Koutny also noted oil price implications for large energy importers, saying he expected oil to remain elevated as markets price in disruption to flows through the Strait of Hormuz. That expectation leaves big importers exposed to extended shortages and supports a narrative in which the dollar weakens against European currencies yet retains relative strength versus some major growing importers, notably in Southeast Asia.

Yen intervention and its limits

Currency strategists were skeptical that recent intervention would have more than a temporary effect on the yen's exchange rate against the dollar. Reports suggested Japan may have spent as much as 5.48 trillion yen, or around $35 billion, last week to support the currency after it slipped past 160 per dollar. Median forecasts for the yen remained broadly unchanged from the prior month, showing 156 per dollar in three months and 154 per dollar in six months.

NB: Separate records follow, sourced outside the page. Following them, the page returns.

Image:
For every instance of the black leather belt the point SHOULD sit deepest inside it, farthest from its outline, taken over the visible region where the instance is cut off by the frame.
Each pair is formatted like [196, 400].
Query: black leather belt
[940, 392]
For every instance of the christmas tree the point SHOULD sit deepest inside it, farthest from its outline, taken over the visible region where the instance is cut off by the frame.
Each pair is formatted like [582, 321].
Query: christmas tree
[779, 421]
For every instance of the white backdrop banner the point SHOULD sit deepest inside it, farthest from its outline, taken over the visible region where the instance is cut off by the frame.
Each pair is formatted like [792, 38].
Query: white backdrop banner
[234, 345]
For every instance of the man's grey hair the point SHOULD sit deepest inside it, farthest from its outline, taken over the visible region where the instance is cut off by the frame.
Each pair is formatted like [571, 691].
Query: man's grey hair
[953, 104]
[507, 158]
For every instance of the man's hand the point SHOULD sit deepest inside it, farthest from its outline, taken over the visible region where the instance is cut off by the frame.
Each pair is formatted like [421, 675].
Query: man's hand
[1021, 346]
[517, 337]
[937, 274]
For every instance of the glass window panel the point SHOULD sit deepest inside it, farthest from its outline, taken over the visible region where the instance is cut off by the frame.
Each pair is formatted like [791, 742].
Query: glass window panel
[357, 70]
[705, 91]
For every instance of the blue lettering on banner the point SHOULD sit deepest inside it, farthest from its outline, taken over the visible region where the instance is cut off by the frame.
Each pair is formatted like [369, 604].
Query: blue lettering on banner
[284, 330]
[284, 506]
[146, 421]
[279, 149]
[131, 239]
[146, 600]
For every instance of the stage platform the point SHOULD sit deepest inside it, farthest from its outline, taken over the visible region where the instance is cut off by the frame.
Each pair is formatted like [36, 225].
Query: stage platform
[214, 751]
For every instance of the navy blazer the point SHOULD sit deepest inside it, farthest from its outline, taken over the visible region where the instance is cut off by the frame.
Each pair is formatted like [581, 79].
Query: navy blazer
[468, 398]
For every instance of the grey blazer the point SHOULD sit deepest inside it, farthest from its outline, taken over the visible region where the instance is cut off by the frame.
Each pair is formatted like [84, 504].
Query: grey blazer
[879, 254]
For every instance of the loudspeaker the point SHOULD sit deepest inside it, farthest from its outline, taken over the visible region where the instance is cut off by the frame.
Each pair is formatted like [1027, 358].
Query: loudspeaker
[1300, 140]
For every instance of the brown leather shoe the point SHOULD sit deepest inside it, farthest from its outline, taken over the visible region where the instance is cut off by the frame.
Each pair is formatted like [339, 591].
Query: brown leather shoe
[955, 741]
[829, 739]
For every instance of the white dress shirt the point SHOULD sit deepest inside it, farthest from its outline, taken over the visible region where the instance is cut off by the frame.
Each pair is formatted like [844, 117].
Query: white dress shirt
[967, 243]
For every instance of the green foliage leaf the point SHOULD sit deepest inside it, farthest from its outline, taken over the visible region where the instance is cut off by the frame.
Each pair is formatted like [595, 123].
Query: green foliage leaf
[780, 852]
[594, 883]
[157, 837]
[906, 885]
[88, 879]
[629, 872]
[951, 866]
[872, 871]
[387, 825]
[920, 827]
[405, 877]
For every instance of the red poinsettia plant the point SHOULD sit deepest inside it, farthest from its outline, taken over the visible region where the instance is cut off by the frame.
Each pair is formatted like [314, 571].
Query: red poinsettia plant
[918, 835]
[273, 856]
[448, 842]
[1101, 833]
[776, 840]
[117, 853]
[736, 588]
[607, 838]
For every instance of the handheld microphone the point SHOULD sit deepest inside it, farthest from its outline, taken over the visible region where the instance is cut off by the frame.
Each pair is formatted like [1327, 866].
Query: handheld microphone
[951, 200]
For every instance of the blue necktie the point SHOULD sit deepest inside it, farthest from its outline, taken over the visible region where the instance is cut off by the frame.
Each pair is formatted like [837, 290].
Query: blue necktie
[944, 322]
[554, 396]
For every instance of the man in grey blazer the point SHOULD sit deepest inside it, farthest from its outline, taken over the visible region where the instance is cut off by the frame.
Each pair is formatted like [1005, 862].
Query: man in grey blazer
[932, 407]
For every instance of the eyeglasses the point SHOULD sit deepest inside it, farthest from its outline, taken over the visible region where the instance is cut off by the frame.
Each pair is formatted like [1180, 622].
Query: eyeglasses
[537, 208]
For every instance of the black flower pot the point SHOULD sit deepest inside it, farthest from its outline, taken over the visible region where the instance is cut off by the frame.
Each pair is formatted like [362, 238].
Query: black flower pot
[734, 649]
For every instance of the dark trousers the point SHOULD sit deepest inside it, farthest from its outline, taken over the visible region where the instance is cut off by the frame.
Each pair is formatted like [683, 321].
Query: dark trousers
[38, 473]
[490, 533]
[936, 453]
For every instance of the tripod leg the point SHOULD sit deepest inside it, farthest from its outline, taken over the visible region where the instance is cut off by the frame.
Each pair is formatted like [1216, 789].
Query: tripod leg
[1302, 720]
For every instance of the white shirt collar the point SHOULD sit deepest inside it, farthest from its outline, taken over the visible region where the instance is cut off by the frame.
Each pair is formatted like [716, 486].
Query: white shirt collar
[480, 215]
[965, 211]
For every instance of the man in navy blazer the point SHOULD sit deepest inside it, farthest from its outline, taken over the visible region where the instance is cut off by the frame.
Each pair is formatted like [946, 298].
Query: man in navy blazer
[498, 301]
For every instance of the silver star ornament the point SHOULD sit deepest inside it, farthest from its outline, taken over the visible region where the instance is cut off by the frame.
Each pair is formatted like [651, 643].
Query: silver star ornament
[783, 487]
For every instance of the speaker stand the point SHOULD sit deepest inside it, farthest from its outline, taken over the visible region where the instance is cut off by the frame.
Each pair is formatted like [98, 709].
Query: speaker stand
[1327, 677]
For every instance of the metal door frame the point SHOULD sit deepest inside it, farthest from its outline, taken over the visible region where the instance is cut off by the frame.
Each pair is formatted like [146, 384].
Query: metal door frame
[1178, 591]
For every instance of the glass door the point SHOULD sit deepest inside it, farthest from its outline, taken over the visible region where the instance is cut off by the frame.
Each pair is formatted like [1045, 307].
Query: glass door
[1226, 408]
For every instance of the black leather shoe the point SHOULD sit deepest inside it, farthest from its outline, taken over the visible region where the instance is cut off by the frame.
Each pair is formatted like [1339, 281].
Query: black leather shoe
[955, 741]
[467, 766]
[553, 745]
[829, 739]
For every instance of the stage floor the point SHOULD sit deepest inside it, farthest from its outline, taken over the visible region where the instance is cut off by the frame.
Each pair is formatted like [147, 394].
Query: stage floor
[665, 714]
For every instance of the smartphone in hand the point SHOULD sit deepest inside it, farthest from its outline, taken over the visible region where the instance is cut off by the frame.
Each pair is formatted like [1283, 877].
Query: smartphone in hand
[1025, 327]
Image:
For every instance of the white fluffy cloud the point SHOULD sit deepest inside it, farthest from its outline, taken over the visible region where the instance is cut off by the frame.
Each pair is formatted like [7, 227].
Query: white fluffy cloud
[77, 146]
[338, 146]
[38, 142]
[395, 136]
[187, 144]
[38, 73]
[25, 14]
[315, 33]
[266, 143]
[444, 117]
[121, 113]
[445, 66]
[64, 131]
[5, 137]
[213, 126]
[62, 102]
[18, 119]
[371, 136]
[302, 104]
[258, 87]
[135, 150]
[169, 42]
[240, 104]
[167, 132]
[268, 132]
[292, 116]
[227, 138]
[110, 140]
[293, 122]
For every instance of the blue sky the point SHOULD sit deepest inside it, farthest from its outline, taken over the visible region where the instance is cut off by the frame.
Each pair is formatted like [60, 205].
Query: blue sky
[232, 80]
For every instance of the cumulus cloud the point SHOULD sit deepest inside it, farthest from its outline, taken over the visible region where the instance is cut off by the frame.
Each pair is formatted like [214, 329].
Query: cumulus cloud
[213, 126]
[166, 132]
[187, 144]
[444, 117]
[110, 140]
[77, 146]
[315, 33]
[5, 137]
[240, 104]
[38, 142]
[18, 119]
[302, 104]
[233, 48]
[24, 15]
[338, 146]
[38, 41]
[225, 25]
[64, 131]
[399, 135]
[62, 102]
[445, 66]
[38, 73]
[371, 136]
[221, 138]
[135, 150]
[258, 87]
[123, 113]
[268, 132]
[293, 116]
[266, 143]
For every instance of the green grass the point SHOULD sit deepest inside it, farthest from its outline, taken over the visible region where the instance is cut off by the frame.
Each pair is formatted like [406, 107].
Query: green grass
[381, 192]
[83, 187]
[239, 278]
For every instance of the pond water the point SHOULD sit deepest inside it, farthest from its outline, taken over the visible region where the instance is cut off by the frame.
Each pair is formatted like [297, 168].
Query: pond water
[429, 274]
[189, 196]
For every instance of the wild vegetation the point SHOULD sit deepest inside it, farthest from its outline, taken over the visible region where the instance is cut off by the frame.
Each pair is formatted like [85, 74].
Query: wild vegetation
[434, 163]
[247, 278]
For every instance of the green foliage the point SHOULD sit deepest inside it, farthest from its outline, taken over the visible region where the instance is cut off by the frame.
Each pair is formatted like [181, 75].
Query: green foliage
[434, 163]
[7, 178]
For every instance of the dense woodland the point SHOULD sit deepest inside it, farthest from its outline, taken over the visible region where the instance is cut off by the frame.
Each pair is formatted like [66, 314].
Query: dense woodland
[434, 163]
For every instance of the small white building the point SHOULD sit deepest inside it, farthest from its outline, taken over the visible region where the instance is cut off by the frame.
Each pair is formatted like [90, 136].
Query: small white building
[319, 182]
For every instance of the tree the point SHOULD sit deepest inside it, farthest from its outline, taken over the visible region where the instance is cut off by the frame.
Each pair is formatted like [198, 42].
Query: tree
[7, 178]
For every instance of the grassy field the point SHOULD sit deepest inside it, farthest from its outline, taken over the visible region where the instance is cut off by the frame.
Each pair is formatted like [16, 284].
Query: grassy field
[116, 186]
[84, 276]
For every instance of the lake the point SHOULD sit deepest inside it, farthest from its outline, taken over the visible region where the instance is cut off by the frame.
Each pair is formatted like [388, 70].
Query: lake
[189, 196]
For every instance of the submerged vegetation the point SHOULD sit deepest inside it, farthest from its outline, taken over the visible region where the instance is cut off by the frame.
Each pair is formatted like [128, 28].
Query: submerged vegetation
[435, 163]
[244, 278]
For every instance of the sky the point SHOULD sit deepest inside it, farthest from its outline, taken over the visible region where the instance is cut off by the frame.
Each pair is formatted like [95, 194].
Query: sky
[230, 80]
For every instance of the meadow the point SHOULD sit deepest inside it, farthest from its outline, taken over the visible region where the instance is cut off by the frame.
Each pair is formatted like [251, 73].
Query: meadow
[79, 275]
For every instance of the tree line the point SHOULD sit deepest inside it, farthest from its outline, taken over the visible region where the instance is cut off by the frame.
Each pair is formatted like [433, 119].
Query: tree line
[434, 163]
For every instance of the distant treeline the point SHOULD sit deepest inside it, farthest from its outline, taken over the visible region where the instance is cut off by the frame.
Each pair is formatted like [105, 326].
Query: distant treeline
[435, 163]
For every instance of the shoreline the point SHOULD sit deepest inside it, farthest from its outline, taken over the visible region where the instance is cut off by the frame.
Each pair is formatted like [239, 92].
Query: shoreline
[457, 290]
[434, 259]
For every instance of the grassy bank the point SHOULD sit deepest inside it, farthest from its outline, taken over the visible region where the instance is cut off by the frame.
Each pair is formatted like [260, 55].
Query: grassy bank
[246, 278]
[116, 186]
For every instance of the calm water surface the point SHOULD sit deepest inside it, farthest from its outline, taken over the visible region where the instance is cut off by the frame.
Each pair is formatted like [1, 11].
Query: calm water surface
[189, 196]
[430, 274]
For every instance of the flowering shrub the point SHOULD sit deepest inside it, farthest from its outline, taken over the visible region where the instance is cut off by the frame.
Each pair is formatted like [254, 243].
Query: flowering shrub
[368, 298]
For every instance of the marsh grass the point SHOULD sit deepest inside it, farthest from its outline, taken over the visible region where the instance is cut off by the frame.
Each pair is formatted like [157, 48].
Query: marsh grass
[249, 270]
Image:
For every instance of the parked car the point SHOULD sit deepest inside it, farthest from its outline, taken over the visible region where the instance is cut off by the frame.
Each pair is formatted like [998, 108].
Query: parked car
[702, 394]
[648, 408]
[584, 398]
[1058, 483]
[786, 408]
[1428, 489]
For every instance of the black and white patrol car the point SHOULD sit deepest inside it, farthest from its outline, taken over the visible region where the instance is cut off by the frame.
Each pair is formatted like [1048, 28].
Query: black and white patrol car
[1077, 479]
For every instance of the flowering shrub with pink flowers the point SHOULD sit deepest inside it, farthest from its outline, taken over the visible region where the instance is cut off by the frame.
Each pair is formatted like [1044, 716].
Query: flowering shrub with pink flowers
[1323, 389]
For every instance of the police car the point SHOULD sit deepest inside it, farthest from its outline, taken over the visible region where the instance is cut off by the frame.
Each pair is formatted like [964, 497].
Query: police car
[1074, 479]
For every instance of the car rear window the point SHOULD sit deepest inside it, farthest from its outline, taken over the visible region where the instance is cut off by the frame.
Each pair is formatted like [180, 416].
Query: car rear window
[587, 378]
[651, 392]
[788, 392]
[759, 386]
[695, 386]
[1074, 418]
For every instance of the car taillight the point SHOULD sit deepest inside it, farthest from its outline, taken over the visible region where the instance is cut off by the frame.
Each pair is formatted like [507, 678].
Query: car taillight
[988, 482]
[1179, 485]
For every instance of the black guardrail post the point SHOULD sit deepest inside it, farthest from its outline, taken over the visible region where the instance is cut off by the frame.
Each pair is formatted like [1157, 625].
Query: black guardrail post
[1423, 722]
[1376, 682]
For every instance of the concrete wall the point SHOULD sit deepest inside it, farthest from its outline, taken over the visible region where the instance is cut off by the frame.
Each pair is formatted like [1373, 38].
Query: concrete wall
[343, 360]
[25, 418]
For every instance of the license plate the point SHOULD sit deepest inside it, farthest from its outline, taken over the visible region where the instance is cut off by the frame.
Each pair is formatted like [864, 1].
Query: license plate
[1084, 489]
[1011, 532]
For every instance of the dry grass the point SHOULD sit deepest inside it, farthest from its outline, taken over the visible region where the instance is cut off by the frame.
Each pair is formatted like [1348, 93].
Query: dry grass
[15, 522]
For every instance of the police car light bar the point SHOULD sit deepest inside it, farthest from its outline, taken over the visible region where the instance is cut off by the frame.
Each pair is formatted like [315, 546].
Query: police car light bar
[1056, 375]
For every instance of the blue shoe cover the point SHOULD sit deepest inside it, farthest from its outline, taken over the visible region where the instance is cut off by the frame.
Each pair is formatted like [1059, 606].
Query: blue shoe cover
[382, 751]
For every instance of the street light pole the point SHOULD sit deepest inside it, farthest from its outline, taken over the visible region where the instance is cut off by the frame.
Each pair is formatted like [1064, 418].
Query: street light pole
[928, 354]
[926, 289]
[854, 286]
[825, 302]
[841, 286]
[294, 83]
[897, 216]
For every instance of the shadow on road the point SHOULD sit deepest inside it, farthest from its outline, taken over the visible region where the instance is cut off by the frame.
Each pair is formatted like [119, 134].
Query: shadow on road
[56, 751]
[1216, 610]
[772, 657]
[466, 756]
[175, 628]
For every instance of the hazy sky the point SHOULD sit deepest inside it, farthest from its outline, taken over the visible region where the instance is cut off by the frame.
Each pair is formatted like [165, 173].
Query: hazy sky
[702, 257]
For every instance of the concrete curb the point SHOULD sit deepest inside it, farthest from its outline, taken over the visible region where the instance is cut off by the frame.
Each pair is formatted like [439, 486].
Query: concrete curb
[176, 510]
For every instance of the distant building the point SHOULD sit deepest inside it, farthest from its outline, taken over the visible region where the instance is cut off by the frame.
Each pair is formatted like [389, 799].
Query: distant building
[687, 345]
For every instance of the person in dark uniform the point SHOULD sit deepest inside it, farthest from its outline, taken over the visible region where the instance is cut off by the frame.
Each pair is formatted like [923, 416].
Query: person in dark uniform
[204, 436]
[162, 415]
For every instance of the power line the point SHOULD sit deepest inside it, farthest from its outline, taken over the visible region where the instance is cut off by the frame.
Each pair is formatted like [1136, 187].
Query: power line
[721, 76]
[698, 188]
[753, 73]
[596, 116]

Koutny commented on the challenges for yen support, saying the market would like to be long yen and to buy into a yen-strengthening story. But he warned that unless the Bank of Japan signals a serious move toward higher rates, this type of intervention could need to be repeated frequently just to hold a floor under the yen. "The longer they take to do it, the more pressure there is on the yen, and the more likely we remain at or around 160 per dollar, if not higher," he said.


The May 1-6 survey highlights how geopolitical conflict, oil market disruption and central bank policy uncertainty are interacting to keep the dollar trading in a relatively narrow band for now, even as many strategists retain a longer-term view of gradual dollar depreciation versus key European currencies.

Risks

  • Escalation in the U.S.-Israel war with Iran could drive renewed safe-haven flows and short-covering that bolster the dollar and keep energy prices elevated - a risk for inflation-sensitive sectors and large energy importers.
  • Persistent disruption to oil flows through the Strait of Hormuz could maintain higher oil prices, leaving large energy importers exposed to shortages and sustaining inflation pressures in commodity-dependent industries.
  • Limited effectiveness of yen intervention without a shift in Bank of Japan policy could leave the yen vulnerable and perpetuate volatility in currency markets, affecting international trade and exporters/importers dealing with yen exposure.